Opened an issue here:

github.com/yjs/y-indexeddb

Doc grows without any changes

opened 11:08PM - 12 Jun 23 UTC

raineorshine

bug

**Checklist** * [x] Are you reporting a bug? Use github issues for bug report…s and feature requests. For general questions, please use https://discuss.yjs.dev/ * [x] Try to report your issue in the correct repository. Yjs consists of many modules. When in doubt, report it to https://github.com/yjs/yjs/issues/ **Describe the bug** The size of the object store grows every time the page is refreshed. This occurs because the doc is encoded as an update and appended to the object store every time `IndexeddbPersistence` is instantiated. The db is compacted after reaching the `PREFERRED_TRIM_SIZE` whenever an update is stored. However, this assumes 1) a small number of Docs, and 2) Docs will be modified. **While reasonable on the surface, neither of these assumptions hold in all cases.** I currently instantiate thousands of Docs for an offline-first graph database built on YJS. Many hundreds are instantiated and destroyed dynamically as the user navigates the graph, and some may never be modified. **To Reproduce** Minimal example: https://codesandbox.io/p/sandbox/pedantic-euler-jje92f?file=%2Fsrc%2FApp.tsx%3A1%2C1-2%2C1 Notice that no modifications are made to the Doc, yet it grows in size. **Expected behavior** The persisted Doc should not grow indefinitely when no changes are made. **Environment Information** - Browser: Chrome - Yjs: v13.6.2 - y-indexeddb: v9.0.11 **Additional context** I can see that the behavior was introduced in [this commit](https://github.com/yjs/y-indexeddb/commit/217fd6da1ed12b300eba647db247af4ac1257cf2). ~One possible solution is adding the condition `if (updates.length === 0)` to `beforeApplyUpdatesCallback`, as it seems to only be needed on a new Doc.
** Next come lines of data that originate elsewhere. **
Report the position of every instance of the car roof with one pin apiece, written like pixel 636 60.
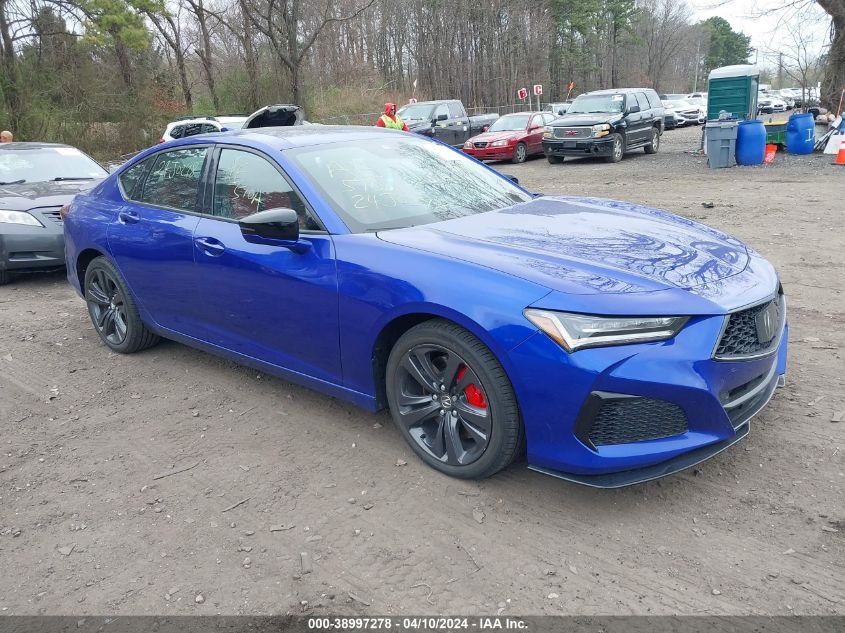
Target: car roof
pixel 30 145
pixel 618 91
pixel 289 137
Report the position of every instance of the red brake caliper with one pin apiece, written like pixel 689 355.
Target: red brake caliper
pixel 473 393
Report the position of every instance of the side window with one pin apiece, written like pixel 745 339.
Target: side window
pixel 174 179
pixel 247 183
pixel 132 178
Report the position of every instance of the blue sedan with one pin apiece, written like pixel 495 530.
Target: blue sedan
pixel 611 342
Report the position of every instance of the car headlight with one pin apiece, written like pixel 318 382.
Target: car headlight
pixel 18 217
pixel 576 331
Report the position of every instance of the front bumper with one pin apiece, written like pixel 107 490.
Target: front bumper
pixel 579 147
pixel 717 400
pixel 490 153
pixel 32 248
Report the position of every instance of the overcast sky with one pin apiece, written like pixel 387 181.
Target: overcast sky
pixel 762 20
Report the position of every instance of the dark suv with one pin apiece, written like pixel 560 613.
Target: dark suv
pixel 606 123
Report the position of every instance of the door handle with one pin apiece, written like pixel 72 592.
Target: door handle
pixel 128 217
pixel 210 246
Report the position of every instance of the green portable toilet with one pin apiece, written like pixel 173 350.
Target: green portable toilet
pixel 733 89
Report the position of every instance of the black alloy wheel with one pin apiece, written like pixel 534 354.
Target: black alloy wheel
pixel 107 306
pixel 451 400
pixel 113 311
pixel 443 406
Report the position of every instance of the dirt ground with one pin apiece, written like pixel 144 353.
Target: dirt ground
pixel 86 528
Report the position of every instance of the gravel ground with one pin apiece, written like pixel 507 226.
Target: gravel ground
pixel 279 473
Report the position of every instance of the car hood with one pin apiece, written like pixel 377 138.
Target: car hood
pixel 585 246
pixel 31 195
pixel 577 120
pixel 489 137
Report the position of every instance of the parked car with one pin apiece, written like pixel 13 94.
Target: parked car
pixel 558 108
pixel 685 113
pixel 276 115
pixel 512 137
pixel 442 290
pixel 36 181
pixel 447 120
pixel 606 123
pixel 185 127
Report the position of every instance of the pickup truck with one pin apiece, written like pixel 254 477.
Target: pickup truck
pixel 445 120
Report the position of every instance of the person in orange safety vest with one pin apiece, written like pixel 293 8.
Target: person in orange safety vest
pixel 390 119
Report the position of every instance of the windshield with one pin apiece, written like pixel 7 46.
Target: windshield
pixel 390 183
pixel 510 123
pixel 586 104
pixel 416 111
pixel 39 164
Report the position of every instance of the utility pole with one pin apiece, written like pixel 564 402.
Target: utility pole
pixel 697 64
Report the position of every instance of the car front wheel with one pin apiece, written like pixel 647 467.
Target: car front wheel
pixel 618 149
pixel 654 145
pixel 113 311
pixel 452 401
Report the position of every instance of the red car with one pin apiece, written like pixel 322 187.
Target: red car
pixel 512 137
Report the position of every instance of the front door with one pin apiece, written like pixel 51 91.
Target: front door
pixel 151 238
pixel 261 300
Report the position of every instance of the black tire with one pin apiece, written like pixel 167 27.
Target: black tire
pixel 618 149
pixel 471 436
pixel 654 145
pixel 113 311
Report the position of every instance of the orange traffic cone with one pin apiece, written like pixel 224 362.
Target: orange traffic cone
pixel 840 157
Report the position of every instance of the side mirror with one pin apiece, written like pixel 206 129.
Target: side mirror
pixel 276 227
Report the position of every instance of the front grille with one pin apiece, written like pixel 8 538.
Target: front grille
pixel 572 133
pixel 632 419
pixel 752 332
pixel 53 214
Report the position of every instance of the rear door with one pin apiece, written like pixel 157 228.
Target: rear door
pixel 263 300
pixel 151 239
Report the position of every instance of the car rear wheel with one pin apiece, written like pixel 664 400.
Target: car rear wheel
pixel 452 401
pixel 654 145
pixel 113 311
pixel 618 149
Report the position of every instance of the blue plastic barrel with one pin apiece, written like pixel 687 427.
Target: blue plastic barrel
pixel 750 142
pixel 801 134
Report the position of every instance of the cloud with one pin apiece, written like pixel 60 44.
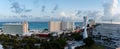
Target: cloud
pixel 17 8
pixel 110 9
pixel 43 8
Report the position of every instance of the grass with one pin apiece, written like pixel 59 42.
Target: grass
pixel 95 46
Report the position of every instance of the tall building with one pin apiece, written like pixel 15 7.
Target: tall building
pixel 54 26
pixel 15 28
pixel 66 25
pixel 85 35
pixel 25 27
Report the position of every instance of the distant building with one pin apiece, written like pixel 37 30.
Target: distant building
pixel 107 34
pixel 66 25
pixel 55 26
pixel 15 28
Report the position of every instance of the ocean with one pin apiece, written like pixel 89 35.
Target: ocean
pixel 39 25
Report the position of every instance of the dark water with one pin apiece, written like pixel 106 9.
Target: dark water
pixel 39 25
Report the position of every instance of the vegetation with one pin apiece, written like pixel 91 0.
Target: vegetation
pixel 94 46
pixel 59 43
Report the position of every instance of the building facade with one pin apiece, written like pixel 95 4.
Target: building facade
pixel 15 28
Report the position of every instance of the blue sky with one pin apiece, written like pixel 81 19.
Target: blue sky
pixel 62 5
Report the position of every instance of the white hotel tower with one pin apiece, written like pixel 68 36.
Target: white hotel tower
pixel 15 28
pixel 85 35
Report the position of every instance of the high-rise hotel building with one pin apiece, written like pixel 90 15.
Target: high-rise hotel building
pixel 15 28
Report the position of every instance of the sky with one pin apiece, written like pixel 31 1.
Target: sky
pixel 44 10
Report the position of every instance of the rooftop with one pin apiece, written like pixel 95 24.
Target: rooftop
pixel 12 24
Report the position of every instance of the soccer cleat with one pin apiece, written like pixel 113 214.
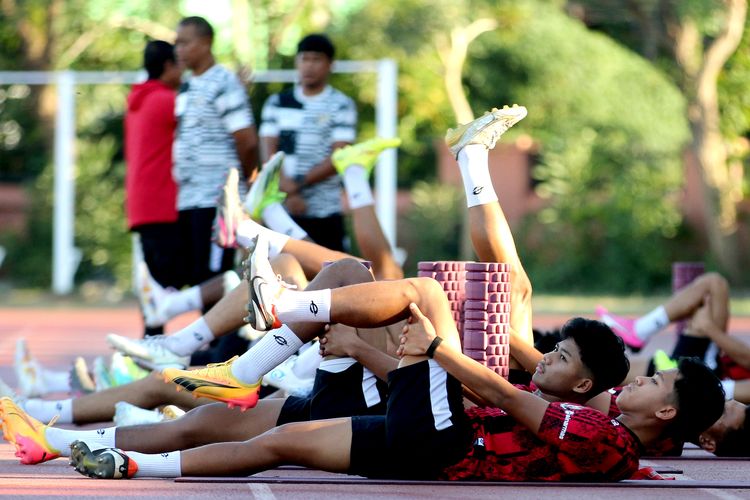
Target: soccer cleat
pixel 28 371
pixel 80 380
pixel 363 154
pixel 283 377
pixel 265 189
pixel 26 433
pixel 486 129
pixel 172 412
pixel 216 382
pixel 623 328
pixel 662 361
pixel 265 288
pixel 123 370
pixel 127 414
pixel 150 352
pixel 151 297
pixel 228 212
pixel 107 463
pixel 101 374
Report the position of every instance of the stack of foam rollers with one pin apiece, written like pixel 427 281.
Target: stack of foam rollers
pixel 479 297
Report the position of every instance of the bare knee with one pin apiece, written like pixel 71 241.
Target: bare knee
pixel 349 271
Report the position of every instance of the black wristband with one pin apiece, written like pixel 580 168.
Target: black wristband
pixel 431 350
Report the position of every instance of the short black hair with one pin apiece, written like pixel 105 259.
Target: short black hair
pixel 202 27
pixel 156 53
pixel 317 42
pixel 736 443
pixel 602 352
pixel 699 398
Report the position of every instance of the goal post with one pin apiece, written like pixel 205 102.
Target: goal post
pixel 66 257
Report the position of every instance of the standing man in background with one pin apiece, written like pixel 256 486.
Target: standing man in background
pixel 215 131
pixel 151 193
pixel 308 123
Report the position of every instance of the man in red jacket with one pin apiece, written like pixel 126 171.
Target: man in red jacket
pixel 151 192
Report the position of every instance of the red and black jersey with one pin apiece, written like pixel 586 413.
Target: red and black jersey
pixel 574 443
pixel 666 447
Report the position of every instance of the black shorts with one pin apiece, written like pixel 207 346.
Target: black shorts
pixel 337 395
pixel 424 430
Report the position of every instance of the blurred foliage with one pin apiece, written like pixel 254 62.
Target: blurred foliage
pixel 608 126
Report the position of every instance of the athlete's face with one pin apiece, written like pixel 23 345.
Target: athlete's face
pixel 191 49
pixel 649 394
pixel 561 372
pixel 313 69
pixel 732 419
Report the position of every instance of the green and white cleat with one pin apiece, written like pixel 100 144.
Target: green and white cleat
pixel 265 189
pixel 363 154
pixel 486 129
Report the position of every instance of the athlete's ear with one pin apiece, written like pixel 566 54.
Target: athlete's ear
pixel 583 386
pixel 707 442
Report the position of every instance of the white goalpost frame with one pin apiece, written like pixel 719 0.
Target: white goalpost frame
pixel 66 257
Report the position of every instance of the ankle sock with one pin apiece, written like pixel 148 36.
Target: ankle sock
pixel 475 173
pixel 270 351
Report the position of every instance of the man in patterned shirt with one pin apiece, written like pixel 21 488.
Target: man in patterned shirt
pixel 215 131
pixel 308 123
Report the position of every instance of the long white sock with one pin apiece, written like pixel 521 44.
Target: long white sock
pixel 278 219
pixel 313 305
pixel 357 187
pixel 56 380
pixel 191 338
pixel 60 439
pixel 45 411
pixel 176 303
pixel 475 172
pixel 248 229
pixel 156 465
pixel 653 322
pixel 307 362
pixel 270 351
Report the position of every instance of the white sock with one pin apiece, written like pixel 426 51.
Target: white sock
pixel 56 381
pixel 728 386
pixel 156 465
pixel 278 219
pixel 190 339
pixel 231 281
pixel 60 439
pixel 475 172
pixel 176 303
pixel 336 365
pixel 307 362
pixel 313 305
pixel 248 229
pixel 653 322
pixel 357 187
pixel 270 351
pixel 45 411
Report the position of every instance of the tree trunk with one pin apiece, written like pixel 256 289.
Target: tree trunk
pixel 721 190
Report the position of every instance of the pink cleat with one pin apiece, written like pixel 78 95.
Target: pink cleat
pixel 623 328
That stops the infinite growth, and the tests pass, however I don't know the full implications of this change. If `beforeApplyUpdatesCallback` needs to be invoked in other cases that are not covered by the tests that would be important to know.~ Is there a condition that detects when `beforeApplyUpdatesCallback` does not need to be called? I have tried skipping it when the Doc is empty, but that does not work.

joshuafontany · June 26, 2023, 2:22am

@raine Thanks for filing an actual bug!

If it is a problem with how the y-indexeddb is constructed, I wonder if we could compare the state of the current doc with a doc created from all of the states already in the store, and store the new state only if there is a difference. Might be a few ms on construction, but would avoid this memory leak.

raine · June 26, 2023, 3:14pm

I actually think it may be simpler than that. I’m currently testing a small change that skips empty updates, and it is working well so far: do not save empty updates - fixes #31 · raineorshine/y-indexeddb@5e0917e · GitHub

I’d love to get some help testing this before submitting a PR, to marke sure there are no regressions. To test, replace the y-indexeddb dependency in your package.json with the following: "y-indexeddb": "https://github.com/raineorshine/y-indexeddb#empty-update"

raine · July 18, 2023, 9:00pm

I did some more testing and discovered that a simple check for empty updates is not enough when there are multiple providers. The empty update is prevented when the first provider syncs, but then the second provider causes a new, redundant db entry. This grows continuously as originally observed.

I tried many attempts to detect when an update is redundant by comparing binary updates or state vectors, but it always resulted in either false positives or regressions.

I have resorted to a more brute force approach of triggering a database compaction on the initial sync. You can do this by setting PREFERRED_TRIM_SIZE = 0, or calling a debounced storeUpdate(this, true) after the initial sync. Here is an example of the latter approach, which I am currently using:

So far this works with any number of providers, and there is no visible performance impact with hundreds of Docs.

MentalGear · February 17, 2024, 3:55pm

Has this fix ever been merged?

raine · February 17, 2024, 10:56pm

No, a PR was never created because this change comes with a performance cost and I wasn’t entirely sure it would be the correct default behavior.